A côté de ces pratiques déjà constatées par des corps assermentés de contrôle et dont les dossiers y relatifs sont perdus dans les méandres de l’administration et la justice, on peut citer d’autres, plus récents, comme les travaux concernant un grand ouvrage de protection et d’amélioration de l’environnement, dans le District de Bamako, où des incohérences ont été relevées sur ce marché qui avoisine les 2 milliards FCFA. On peut en dire autant d’équipements payés au profit du secteur énergétique. Du matériel de seconde main, amorti, facturé à plusieurs milliards de FCFA.

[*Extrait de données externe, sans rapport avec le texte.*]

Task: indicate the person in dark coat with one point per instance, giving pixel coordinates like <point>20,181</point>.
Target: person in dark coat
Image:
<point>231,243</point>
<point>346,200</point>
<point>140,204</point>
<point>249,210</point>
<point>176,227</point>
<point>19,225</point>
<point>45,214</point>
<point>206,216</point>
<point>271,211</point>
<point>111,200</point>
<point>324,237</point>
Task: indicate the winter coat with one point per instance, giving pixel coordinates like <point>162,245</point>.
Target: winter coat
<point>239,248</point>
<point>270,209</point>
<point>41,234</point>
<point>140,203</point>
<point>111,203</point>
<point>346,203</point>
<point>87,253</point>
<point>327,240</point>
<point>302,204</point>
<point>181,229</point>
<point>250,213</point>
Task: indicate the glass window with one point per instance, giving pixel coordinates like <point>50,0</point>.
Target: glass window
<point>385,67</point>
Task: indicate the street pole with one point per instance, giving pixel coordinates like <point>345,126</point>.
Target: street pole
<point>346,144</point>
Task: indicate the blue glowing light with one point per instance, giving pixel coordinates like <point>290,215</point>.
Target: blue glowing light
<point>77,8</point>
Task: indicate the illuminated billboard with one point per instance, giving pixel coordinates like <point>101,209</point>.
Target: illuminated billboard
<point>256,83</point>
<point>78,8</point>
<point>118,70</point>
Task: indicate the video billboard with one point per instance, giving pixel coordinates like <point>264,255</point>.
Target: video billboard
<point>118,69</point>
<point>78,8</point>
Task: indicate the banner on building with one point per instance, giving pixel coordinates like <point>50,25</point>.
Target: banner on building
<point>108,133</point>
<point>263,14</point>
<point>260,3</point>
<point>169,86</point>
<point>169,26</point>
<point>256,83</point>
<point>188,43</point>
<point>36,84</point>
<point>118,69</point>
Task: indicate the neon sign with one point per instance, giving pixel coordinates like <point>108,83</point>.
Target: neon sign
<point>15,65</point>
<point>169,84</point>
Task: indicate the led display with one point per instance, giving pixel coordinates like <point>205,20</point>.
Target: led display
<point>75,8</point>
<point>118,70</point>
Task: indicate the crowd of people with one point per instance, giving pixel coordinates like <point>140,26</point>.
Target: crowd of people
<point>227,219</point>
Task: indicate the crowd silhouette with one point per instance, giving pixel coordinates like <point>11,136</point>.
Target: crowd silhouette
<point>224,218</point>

Signalons qu’un DAF s’est particulièrement distingué par son audace, fruit de son inamovibilité. Il a osé, pour “dépanner” un de ses amis qui risquait de voir sa maison saisie par une banque de la place, faire débloquer une trentaine de millions FCFA au Trésor public, au détour du règlement d’une fausse facture. Une pratique régulière chez des DAF pour répondre aux sollicitations des amis et courtisans. Mais comment est-ce possible sans une complicité d’autres agents de l’administration comme les Secrétaires généraux et éventuellement des relais au niveau du Trésor public? Le DAF en question inscrivait dans ses prévisions, chaque année, plus de 100 millions FCFA pour la réalisation d’études concernant la construction d’un bâtiment de son ministère sur un terrain acquis à l’ACI 2000. Naturellement, c’était pour engloutir les crédits sans réaliser l’objet de leur allocation, alors que la même prévision revenait chaque année.
Ce même DAF avait fait l’objet d’un contrôle l’année dernière et les limiers avaient conclu à un manque à gagner de 1.661.876.319 FCFA à son niveau. Sans compter une augmentation régulière et injustifiée de produits livrés chaque année à son ministère, occasionnant une surfacturation à hauteur de 159.258.650 FCFA. S’y ajoute un marché réglé à plus de 106.974.500 FCFA de sa valeur réelle.
Mais malgré leur limogeage, des DAF ont refusé d’obtempérer, en essayant de faire passer, pour règlement, des factures antidatées par rapport au jour de leur limogeage. Cette information, ayant fini de faire le tour de l’administration, a mis certains Secrétaires généraux et cadres de Cabinets dans le collimateur du président de la République. D’autres limogeages sont, d’ores et déjà, en vue.